The dominant control on submarine channel evolution revealed by new high-resolution time-lapse bathymetry

Submarine flows called turbidity currents form spectacular seafloor channels, whose scale rivals rivers on land. These underwater channels are much less well understood, however. Turbidity currents pose a hazard to important seafloor infrastructure, and their associated deposits form archives of Earth's history and major hydrocarbon reservoirs. Therefore, understanding how submarine channels form and develop is important. We present the most detailed timelapse monitoring yet for any submarine channel, which provides new insights into the controls on channel evolution. We analyse a decade of repeat seafloor surveys from a river-fed submarine channel in Bute Inlet, British Columbia, Canada. Past studies suggested that meander bend erosion, levee deposition, or trains of scours control submarine channel growth. We show for the first time that exceptionally rapid (100-400 m/year) upstream migration of 5 -30 m-high knickpoints can dominate submarine channel development over the entire length of the system. Sediment volumes eroded and deposited during knickpoint migration significantly exceeds that supplied by the inputting rivers, and that associated with outer-bank erosion at meander bends.

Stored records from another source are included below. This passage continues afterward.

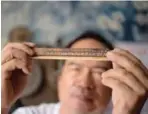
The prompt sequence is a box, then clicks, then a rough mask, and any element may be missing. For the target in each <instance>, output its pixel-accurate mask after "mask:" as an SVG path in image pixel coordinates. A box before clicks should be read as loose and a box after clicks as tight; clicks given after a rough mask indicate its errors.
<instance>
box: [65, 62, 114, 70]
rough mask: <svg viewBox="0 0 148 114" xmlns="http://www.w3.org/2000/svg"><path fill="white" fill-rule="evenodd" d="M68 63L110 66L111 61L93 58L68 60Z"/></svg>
mask: <svg viewBox="0 0 148 114" xmlns="http://www.w3.org/2000/svg"><path fill="white" fill-rule="evenodd" d="M66 63H67V64H77V65H81V66H84V67H89V68H99V67H102V68H106V69H108V68H110V67H111V62H108V61H93V60H67V61H66Z"/></svg>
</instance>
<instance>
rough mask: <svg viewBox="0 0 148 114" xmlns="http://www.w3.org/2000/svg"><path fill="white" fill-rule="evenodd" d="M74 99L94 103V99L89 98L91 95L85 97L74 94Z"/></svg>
mask: <svg viewBox="0 0 148 114" xmlns="http://www.w3.org/2000/svg"><path fill="white" fill-rule="evenodd" d="M72 96H73V97H76V98H78V99H80V100H82V101H85V102H92V101H93V97H92V96H89V95H83V94H74V95H72Z"/></svg>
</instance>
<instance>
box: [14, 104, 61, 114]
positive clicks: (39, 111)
mask: <svg viewBox="0 0 148 114" xmlns="http://www.w3.org/2000/svg"><path fill="white" fill-rule="evenodd" d="M59 108H60V103H55V104H54V103H51V104H40V105H38V106H28V107H21V108H19V109H17V110H16V111H15V112H14V113H13V114H59Z"/></svg>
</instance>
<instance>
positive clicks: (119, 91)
mask: <svg viewBox="0 0 148 114" xmlns="http://www.w3.org/2000/svg"><path fill="white" fill-rule="evenodd" d="M107 58H108V59H109V60H110V61H112V63H113V69H110V70H108V71H106V72H104V73H103V74H102V83H103V84H104V85H105V86H108V87H110V88H111V89H112V102H113V114H140V112H141V110H142V107H143V105H144V103H145V101H146V99H147V97H148V96H147V93H148V69H147V68H146V67H145V66H144V65H143V64H142V62H141V61H140V60H139V59H137V58H136V57H135V56H134V55H132V54H131V53H130V52H129V51H126V50H123V49H114V50H112V51H109V52H108V53H107Z"/></svg>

Knickpoints are a well-known feature in rivers where they are caused by external factors, such as tectonic uplift, bedrock layers, or base-level change; however, they are not regarded as a dominant morphodynamic process, since they migrate upstream at much slower rates. We compare the evolution of the submarine channel with that of the inputting rivers to reveal a very different behaviour. While secondary flow primarily controls river bend migration, we find that knickpoints formed by internal processes are the dominant control on the morphologic evolution of the submarine channel; capable of completely altering channel geometry, initiating channels and controlling meander-bend growth. Knickpoints also exert a major control on the preservation potential of individual events and may strongly control sediment delivery to the terminal lobe. Similar knickpoints have been identified in many submarine channels worldwide; hence we suggest that they are of global importance.